A missão de substituir uma das motocicletas mais emplacadas do Brasil nunca é simples. Ao aposentar a XRE 300 para resgatar o histórico nome Sahara, a Honda não realizou apenas um face-lift estético: reformulou completamente o chassi, o conjunto mecânico e o pacote ergonômico da sua trail média.
Projetada para atender desde o deslocamento diário nas capitais até viagens e incursões em estradas não pavimentadas, a Honda Sahara 300 se consolida como uma moto versátil e mais madura que sua antecessora. Reunimos a seguir o teste de rodagem, os números reais de consumo, as diferenças entre versões e a análise se a compra realmente compensa.
Motor e transmissão: evolução focada na elasticidade
No coração da trail está o propulsor monocilíndrico SOHC de 293,5 cm³, quatro válvulas e arrefecimento a ar com radiador de óleo, compartilhado em arquitetura básica com a CB 300F Twister. Com tecnologia FlexOne, o motor entrega até 25,2 cv de potência a 7.500 rpm e 2,74 kgfm de torque a 5.750 rpm quando abastecido com etanol. Com gasolina, são 24,8 cv e 2,70 kgfm nas mesmas faixas de giro.
A grande evolução dinâmica fica por conta da transmissão manual de seis velocidades. A sexta marcha atua como um sobremarcha (overdrive), permitindo manter velocidade de cruzeiro na estrada (entre 100 km/h e 110 km/h) em rotações mais baixas, reduzindo drasticamente o ruído e a vibração transmitida ao guidão.
O conjunto agrega ainda embreagem assistida e deslizante. O mecanismo reduz o esforço necessário para acionar o manete no trânsito pesado e impede que a roda traseira trave em reduções bruscas de marcha antes de curvas ou frenagens de emergência.

Comportamento dinâmico: suspensão e ergonomia
A estrutura da Sahara 300 utiliza chassi de berço semi-duplo em tubos de aço, baseado na plataforma da CRF 250F. Essa arquitetura confere maior rigidez torcional em mudanças rápidas de direção e robustez para absorver valetas e ondulações do asfalto brasileiro.
O curso de suspensão é generoso: são 245 mm no garfo dianteiro tradicional e 225 mm na balança traseira Pro-Link, que oferece ajuste de pré-carga da mola em sete posições. Com vão livre em relação ao solo de 269 mm e altura de assento fixada em 859 mm, a posição de pilotagem é ereta e confortável, embora pilotos com menos de 1,75 m precisem apoiar apenas a ponta dos pés no solo em paradas.

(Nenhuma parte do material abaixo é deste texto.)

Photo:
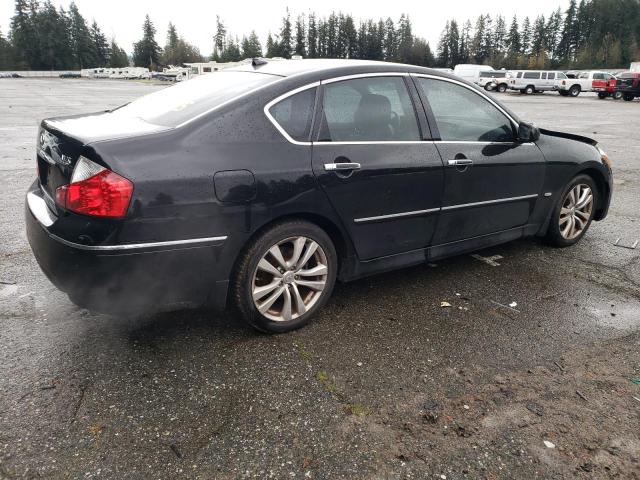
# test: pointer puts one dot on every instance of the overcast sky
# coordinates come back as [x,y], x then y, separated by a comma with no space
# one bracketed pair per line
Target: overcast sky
[195,19]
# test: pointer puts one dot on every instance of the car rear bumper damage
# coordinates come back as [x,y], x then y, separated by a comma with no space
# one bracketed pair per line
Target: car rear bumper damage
[127,278]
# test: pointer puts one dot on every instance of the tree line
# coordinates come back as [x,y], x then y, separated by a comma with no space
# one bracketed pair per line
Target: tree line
[592,33]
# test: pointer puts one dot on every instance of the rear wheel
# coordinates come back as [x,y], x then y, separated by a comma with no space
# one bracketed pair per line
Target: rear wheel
[285,276]
[574,213]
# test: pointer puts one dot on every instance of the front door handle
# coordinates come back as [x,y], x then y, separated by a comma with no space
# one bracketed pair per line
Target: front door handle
[465,162]
[342,166]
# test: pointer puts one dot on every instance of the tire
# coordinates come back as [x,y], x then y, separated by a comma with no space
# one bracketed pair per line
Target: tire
[248,279]
[564,234]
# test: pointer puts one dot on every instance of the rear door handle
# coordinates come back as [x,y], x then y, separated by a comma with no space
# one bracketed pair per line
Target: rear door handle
[460,162]
[341,166]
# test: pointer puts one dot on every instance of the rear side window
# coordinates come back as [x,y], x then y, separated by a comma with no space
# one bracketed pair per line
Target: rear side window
[186,100]
[295,113]
[368,109]
[462,115]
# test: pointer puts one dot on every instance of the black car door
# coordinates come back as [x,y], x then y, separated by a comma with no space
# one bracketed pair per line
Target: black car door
[491,180]
[382,178]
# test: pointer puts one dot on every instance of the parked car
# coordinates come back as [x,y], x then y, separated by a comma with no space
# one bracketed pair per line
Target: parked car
[534,81]
[470,71]
[493,80]
[582,83]
[70,75]
[263,184]
[605,86]
[629,85]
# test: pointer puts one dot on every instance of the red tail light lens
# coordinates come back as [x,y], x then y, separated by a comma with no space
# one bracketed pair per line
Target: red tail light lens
[105,194]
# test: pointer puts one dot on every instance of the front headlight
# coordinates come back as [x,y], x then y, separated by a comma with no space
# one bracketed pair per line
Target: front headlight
[605,158]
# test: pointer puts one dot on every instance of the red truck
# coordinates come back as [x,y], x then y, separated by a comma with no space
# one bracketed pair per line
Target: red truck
[604,84]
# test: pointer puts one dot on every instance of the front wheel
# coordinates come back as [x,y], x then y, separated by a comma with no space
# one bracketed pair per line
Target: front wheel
[285,276]
[574,212]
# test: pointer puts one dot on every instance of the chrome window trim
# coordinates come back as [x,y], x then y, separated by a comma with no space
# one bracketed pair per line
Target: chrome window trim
[468,87]
[442,209]
[137,246]
[284,96]
[414,213]
[489,202]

As rodas raiadas com aros de alumínio medem 21 polegadas na frente e 18 polegadas atrás, equipadas com pneus Metzeler Karoo Street nas medidas 90/90-21 e 120/80-18. Os compostos oferecem boa aderência no asfalto molhado sem comprometer a tração em vias de terra batida ou cascalho leve.
Tecnologia e segurança ativa
No quesito segurança, a trail vem equipada de série com freios a disco em ambas as rodas e sistema ABS de dois canais, composto por disco de 256 mm com cáliper de duplo pistão na dianteira e disco de 220 mm com pistão simples na traseira. O conjunto conta também com o sistema ESS (Emergency Stop Signal), que aciona as luzes de seta em alta frequência ao detectar frenagens bruscas.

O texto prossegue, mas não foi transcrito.